Boolowon and two other men from the first boat went to Gambell to get medical supplies, stretchers and more help. Another boat arrived, and the guardsmen eventually took the men to the village for treatment by a local nurse at a clinic and a church until a transport plane arrived about 12 hours later to take them to Anchorage. Seven of the injured were later flown to California to recuperate.

The June 22, 1955, attack was labeled a possible “mistake” by embarrassed Soviet leaders and came at a problematic time for the Soviet Union. A summit to de-escalate Cold War tensions was planned the following month in Geneva with President Dwight Eisenhower, Soviet Premier Nikolai Bulganin and the prime ministers of Great Britain and France.
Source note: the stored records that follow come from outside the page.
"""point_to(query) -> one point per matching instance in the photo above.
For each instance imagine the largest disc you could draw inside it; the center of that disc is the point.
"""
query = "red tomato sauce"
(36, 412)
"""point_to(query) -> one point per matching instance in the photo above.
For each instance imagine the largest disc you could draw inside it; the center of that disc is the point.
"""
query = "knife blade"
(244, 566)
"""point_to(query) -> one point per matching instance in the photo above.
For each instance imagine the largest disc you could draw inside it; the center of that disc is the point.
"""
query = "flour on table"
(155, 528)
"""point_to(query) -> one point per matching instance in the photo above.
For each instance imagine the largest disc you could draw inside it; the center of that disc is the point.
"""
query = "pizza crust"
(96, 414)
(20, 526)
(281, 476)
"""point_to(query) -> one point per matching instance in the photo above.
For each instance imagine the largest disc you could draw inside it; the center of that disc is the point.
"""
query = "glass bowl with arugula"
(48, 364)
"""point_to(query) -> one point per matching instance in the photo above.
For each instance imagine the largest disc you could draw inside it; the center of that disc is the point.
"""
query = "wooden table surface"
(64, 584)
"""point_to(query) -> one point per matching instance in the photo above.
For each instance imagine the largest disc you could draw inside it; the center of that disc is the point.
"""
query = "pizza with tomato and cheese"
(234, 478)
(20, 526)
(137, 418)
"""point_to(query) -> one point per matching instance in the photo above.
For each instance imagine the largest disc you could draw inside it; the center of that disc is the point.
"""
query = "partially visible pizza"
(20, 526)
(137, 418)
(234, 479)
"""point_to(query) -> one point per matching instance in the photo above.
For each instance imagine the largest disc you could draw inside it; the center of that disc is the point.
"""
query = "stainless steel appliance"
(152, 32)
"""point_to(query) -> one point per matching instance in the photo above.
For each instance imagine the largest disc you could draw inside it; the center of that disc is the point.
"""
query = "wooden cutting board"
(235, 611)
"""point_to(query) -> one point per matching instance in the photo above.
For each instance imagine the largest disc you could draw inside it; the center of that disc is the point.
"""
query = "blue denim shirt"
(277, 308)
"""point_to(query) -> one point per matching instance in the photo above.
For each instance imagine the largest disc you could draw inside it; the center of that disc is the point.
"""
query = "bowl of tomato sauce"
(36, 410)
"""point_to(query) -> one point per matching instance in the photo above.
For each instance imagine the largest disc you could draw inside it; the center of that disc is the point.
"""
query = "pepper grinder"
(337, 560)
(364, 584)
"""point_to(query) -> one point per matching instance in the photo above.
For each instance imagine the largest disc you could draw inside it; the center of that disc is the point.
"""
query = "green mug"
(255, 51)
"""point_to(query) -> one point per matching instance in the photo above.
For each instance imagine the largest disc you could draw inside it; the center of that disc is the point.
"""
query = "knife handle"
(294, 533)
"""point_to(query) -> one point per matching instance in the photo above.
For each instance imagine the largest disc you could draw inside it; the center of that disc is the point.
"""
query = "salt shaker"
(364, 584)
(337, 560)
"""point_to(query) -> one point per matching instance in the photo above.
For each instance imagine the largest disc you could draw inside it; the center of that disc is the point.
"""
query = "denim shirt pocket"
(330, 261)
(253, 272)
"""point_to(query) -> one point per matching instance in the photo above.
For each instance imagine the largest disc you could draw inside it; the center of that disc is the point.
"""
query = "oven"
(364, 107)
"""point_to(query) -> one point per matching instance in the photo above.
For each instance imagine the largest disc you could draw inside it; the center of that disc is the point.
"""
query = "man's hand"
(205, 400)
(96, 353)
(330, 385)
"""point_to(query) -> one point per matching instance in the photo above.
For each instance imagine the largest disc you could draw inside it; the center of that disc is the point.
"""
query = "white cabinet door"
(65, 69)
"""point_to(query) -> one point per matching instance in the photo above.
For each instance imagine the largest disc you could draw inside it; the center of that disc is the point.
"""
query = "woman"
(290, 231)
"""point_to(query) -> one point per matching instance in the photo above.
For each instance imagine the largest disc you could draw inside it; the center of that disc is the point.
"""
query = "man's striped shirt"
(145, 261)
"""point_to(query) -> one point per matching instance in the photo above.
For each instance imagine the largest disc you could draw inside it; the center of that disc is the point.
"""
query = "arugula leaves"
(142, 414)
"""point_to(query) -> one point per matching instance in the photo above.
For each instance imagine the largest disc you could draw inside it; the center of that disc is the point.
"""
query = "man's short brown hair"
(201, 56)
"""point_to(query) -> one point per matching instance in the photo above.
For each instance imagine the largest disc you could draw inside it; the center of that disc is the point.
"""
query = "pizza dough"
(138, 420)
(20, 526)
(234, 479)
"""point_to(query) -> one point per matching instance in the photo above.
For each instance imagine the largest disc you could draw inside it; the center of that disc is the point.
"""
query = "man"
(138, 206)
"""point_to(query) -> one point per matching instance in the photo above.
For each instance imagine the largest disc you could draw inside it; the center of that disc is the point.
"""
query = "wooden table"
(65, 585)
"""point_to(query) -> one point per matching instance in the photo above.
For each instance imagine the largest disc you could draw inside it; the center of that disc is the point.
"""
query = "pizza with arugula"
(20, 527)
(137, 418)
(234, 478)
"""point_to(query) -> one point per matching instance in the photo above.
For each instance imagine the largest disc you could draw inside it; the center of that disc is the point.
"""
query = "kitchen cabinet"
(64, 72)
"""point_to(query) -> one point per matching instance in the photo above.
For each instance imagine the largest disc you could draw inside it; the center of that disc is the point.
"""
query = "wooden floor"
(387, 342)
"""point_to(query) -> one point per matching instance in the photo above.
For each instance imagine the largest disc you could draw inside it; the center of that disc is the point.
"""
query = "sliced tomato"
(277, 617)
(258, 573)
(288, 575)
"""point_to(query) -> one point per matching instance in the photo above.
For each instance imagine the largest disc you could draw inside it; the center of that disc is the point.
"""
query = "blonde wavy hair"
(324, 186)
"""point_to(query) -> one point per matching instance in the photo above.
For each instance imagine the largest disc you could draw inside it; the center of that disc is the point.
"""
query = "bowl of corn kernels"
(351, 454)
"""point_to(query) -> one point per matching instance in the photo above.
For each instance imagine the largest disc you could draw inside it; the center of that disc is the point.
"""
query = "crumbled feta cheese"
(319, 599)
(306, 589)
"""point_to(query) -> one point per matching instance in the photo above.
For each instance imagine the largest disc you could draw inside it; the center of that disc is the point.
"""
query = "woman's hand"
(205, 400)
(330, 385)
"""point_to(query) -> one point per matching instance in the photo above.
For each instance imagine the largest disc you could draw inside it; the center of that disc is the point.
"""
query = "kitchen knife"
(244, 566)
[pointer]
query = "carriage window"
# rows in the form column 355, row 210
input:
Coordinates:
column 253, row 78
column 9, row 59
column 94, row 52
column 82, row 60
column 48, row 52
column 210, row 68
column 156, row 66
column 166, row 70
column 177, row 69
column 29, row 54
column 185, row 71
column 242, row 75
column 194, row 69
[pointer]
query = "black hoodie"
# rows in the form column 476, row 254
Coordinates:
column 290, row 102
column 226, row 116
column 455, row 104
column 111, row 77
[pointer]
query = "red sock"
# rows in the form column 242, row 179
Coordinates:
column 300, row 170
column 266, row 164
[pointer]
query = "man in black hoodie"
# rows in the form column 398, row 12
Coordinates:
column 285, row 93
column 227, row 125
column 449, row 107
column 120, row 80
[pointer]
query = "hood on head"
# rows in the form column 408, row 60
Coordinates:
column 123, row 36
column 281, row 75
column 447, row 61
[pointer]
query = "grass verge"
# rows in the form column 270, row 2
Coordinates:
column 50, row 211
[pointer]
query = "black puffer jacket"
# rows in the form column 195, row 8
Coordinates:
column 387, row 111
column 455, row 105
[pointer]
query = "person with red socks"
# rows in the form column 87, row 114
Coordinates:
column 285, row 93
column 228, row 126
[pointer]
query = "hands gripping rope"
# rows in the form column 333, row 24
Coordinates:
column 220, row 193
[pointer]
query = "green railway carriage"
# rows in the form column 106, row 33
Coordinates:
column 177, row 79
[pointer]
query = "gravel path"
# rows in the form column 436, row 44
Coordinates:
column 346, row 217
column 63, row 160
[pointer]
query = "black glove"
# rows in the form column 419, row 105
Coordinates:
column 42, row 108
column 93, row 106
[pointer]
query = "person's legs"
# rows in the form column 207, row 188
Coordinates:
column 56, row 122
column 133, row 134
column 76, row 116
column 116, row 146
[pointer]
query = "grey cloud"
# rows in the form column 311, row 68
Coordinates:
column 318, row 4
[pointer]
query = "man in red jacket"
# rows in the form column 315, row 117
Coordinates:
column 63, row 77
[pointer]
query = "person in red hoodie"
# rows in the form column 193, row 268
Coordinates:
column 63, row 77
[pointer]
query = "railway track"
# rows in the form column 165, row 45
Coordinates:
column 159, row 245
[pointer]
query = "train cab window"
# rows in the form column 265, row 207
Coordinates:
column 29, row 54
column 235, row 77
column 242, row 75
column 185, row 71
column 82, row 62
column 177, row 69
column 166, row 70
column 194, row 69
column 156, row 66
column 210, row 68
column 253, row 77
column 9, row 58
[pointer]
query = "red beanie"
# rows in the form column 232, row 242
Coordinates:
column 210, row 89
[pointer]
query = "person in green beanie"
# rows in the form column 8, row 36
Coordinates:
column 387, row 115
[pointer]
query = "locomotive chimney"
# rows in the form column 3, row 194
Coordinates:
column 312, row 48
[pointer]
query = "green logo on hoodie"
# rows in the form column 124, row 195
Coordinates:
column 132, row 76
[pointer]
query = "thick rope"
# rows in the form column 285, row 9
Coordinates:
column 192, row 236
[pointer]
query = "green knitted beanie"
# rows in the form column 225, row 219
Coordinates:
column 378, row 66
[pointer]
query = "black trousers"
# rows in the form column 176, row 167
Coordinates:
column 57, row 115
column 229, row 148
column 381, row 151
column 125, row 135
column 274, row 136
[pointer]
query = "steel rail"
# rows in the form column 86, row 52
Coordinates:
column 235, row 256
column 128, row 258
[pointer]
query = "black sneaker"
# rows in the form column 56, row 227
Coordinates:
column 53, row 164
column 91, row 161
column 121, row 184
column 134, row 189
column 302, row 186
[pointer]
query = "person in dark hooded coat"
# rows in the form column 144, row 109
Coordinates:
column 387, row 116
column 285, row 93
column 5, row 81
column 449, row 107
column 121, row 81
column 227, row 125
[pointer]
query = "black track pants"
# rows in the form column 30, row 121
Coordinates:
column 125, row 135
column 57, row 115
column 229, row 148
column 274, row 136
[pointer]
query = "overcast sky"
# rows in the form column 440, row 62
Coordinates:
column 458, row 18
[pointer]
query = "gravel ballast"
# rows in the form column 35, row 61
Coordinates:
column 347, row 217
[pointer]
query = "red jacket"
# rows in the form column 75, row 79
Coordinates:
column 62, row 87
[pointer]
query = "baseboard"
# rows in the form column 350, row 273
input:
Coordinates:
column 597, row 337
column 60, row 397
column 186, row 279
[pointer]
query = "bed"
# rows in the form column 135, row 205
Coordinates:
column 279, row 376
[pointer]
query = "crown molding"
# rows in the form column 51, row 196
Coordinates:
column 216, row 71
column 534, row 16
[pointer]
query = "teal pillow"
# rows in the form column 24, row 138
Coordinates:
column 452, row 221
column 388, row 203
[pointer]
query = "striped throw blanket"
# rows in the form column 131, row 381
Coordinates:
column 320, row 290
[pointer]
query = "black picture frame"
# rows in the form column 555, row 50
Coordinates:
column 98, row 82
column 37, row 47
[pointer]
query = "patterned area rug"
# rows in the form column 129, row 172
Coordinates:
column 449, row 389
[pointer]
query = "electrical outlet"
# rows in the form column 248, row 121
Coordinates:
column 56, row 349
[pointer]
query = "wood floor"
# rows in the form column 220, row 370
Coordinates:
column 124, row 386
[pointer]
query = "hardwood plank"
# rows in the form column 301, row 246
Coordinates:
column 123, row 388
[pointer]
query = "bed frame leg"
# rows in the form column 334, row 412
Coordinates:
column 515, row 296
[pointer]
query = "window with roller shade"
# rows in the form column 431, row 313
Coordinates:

After learning the plane was shot down, Eisenhower directed Secretary of State John Foster Dulles to meet with Soviet Foreign Minister Vyacheslav M. Molotov during the 10th anniversary meeting of the United Nations in San Francisco.

Molotov was unaware of the incident but promised an investigation. The Kremlin wired Molotov his instructions, which included presenting Dulles “with a conciliatory note that admitted the incident could have been ‘due to a mistake,’” David Winkler, the historian at the Naval Historical Foundation, wrote in his 2017 book “Incidents at Sea: American Confrontation and Cooperation with Russia and China, 1945-2016.”

It was the first time the Soviets both ever expressed regret and paid reparations, Winkler told the AP last summer, and the summit went on as planned. The Soviets agreed to compensate the U.S. for the plane, sending just over $35,000 (about $400,000 today) in reparations. The money was split among the crewmen.

In the early 1990s, Assard travelled to Gambell to thank them and presented the village with a bronze plaque.

“We were very fortunate in landing on an American island and being found by American Eskimos,” Assard, the flight navigator who is now deceased, told the Anchorage newspaper in 2015. “They couldn’t have been more gracious.”

The other 13 guardsmen posthumously awarded medals were Pfcs. Holden Apatiki, Lane Iyakitan, Woodrow Malewotkuk, Roger Slwooko, Vernon Slwooko and Donald Ungott; Sfc. Herbert Apassingok; Sgt. Ralph Apatiki Sr.; Cpls. Victor Campbell, Ned Koozaata and Joseph Slwooko, and Pvts. Luke Kulukhon and Leroy Kulukhon.

JoAnn Kulukhon accepted medals on behalf of her two uncles and plans to prominently display them in her home. “I’m so proud of them,” she said. “I know they’re happy.”

As for receiving his own medal, Boolowon said the recognition is simply for work well done.

“I’m glad we did our duty as a guardsman,” he said.